Most of my research (conducted in close collaboration with
Dr. Kim E. Creek) centers on cervical cancer, from the mechanisms
that determine immortalization and progression to malignancy in
HPV16-transformed human cells, to the epidemiology of HPV infection
and cervical neoplasia in South Carolina women. A parallel project
in the laboratory investigates the biology of ErbB2-positive breast
cancer cells and their responses to Herceptin.
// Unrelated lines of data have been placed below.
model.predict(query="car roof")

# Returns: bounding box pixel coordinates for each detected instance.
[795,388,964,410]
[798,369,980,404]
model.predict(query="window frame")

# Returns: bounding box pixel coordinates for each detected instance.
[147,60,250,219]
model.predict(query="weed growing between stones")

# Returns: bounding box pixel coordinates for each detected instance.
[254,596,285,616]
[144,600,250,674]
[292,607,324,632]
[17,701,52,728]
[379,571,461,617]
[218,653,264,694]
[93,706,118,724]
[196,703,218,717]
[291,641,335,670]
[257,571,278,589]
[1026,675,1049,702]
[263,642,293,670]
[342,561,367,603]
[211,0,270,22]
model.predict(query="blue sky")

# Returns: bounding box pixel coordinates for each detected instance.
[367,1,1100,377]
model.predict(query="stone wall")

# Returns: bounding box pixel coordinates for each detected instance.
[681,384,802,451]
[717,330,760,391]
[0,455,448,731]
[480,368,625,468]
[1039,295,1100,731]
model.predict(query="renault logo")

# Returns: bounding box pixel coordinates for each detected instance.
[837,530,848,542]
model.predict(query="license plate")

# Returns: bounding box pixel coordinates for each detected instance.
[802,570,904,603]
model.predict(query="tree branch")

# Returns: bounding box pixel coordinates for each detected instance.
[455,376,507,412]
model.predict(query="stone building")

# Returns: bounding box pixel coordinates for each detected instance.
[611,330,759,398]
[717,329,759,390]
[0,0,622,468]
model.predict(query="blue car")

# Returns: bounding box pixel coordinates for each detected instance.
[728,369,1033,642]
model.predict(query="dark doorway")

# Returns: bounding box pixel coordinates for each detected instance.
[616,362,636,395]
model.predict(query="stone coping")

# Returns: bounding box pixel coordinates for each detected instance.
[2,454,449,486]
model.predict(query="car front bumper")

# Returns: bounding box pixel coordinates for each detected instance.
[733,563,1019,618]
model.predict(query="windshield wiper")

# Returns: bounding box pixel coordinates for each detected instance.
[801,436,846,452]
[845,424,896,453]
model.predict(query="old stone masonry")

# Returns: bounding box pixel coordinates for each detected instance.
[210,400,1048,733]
Role of the EGF receptor in HPV16-mediated human cell carcinogenesis:
The transforming ability of oncogenic HPVs resides primarily
in the oncoproteins E6 and E7. These proteins have a variety of
activities and interact with many cellular proteins, however,
the best described activities of E6 and E7 are also required for
transformation in most cell systems: E6 degrades p53, and E7 binds
and inactivates RB. Thus, the combined actions of these two oncoproteins
promote genomic instability and transformation. We determined
that the epidermal growth factor receptor (EGFR) plays a key role
in the mechanisms by which HPV16 oncoproteins transform human
epithelial cells. EGFR levels increase dramatically in human keratinocytes
early after transfection with HPV16 DNA, and increase again (up
to 10-fold) in growth factor independent HPV16-transformed cells.
We determined that the early increase in EGFR levels is linked
to the expression of the oncoprotein E6, which can induce EGFR
mRNA in normal human keratinocytes. We also determined that normal
human keratinocytes tolerate only relatively modest increases
in EGFR signaling, and that E6 alone cannot overcome the mechanisms
that prevent marked overexpression of the EGFR in these cells.
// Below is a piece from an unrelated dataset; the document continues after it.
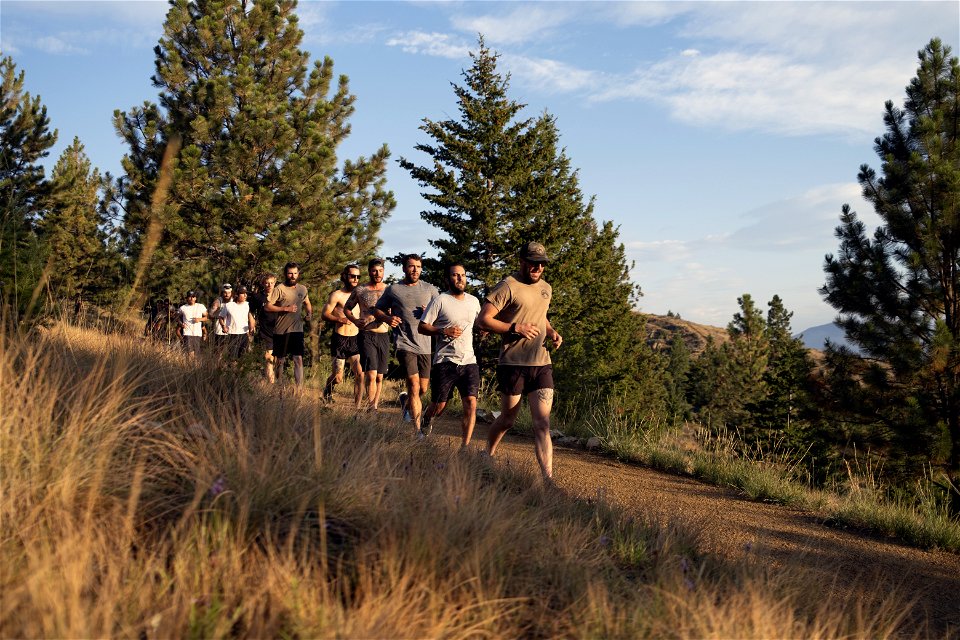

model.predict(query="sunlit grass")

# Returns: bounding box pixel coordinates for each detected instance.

E7 appears to abolish the senescence response to EGFR overexpression,
and allow for cells overexpressing the EGFR to proliferate. We
are investigating the molecular mechanisms by which E6 induces
the EGFR and the contribution of E7 to this effect, using site-directed
mutants of E6 and E7, and also RNA interference-based approaches.
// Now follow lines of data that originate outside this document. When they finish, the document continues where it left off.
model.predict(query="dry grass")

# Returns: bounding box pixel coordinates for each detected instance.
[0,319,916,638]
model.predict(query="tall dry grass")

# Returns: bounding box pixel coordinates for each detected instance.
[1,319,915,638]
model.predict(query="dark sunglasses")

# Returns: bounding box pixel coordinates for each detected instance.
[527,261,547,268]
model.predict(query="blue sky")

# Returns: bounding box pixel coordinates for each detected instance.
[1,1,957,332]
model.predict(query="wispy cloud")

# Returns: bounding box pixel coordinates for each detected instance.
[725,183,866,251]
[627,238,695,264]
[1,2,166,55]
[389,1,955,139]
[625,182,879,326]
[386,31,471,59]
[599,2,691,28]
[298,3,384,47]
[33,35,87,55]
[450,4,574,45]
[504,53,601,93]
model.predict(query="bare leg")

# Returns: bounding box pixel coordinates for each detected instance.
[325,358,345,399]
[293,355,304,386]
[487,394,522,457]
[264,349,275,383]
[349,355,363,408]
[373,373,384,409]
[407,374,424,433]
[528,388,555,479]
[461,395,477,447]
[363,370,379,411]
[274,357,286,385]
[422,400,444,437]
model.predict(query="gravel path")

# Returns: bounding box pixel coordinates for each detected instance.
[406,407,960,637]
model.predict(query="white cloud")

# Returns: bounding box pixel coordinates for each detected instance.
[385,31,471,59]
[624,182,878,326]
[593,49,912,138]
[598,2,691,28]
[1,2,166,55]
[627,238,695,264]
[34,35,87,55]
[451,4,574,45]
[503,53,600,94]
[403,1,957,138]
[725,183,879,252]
Gene expression profiling of HPV-mediated transformation:
We are using DNA microarrays to explore the gene expression profiles
associated with HPV16-mediated transformation, with a particular
emphasis on differential gene expression between low-passage cells
– which are sensitive to TGF-beta and require exogenous
growth factor to proliferate in culture – and differentiation-resistant
cells –which are not growth inhibited by TGF-beta and are
growth factor-independent. We aim at extending the same analysis
to cervical specimens, in order to identify potential biomarkers
of progression that may be useful to identify women at the highest
risk for cancer, among the many who present with abnormal Pap
smears.
Epidemiology of HPV infection and cervical cancer in South Carolina:
Ann L. Coker (formerly at the Department of Epidemiology and Biostatistics
of the University of South Carolina School of Public Health) and
I have been following over time a population of low-income, primarily
minority women for progression to high grade squamous intraepithelial
lesions, in the attempt to learn more about the factors (in addition
to persistent HPV infection, which we confirmed is a major determinant)
that contribute to progression of HPV-mediated lesions to malignancy.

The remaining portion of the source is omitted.